Berlin – Peter Kaetsch, Vorstandsvorsitzender der Krankenkasse BIG direkt gesund, hat sich dafür ausgesprochen, Physiotherapeuten mittelfristig den Direktzugang zu gestatten und Modellvorhaben zu starten, die eine Substitution ärztlicher Leistung erlauben. Er appellierte bei der Vorstellung der Ergebnisse aus einem Modellvorhaben zur Blankoverordnung an die Politik, diesen Schritt zu gehen. (siehe hierzu auch: Blankoverordnung: Erste Ergebnisse). Der „Direct Access“ sei international etabliert, betonte Kaetsch. Der Sachverständigenrat zur Begutachtung der Entwicklung im Gesundheitswesen habe schon 2007 deutlich gemacht, dass man Entlastungsstrukturen schaffen müsse für die Ärzte: „Dies ist ein Teil der Medaille.“ Physiotherapie biete sich schon deshalb an, weil sie ein „Low-risk-treatment“ sei.

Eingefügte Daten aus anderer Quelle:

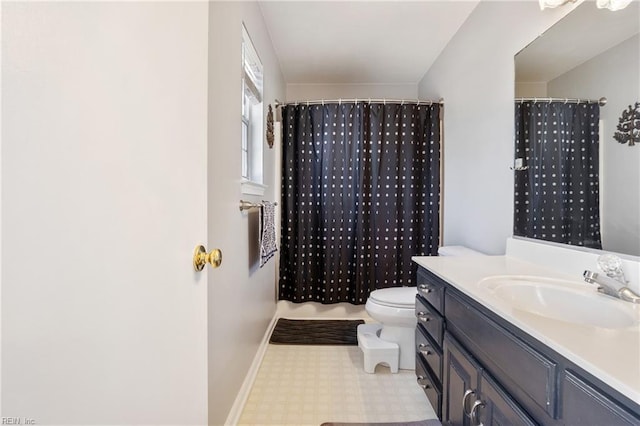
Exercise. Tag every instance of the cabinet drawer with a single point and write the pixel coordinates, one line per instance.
(431, 290)
(524, 372)
(585, 405)
(431, 389)
(430, 319)
(430, 352)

Mitte März präsentierten die BIG direkt gesund und der Bundesverband selbstständiger Physiotherapeuten e.V. (IFK) in Berlin die Ergebnisse eines Modellprojekts zur Blankoverordnung. Ausgewertet wurde es vom Institut für Physiotherapie an der Zürcher Hochschule für Angewandte Wissenschaften (ZHAW).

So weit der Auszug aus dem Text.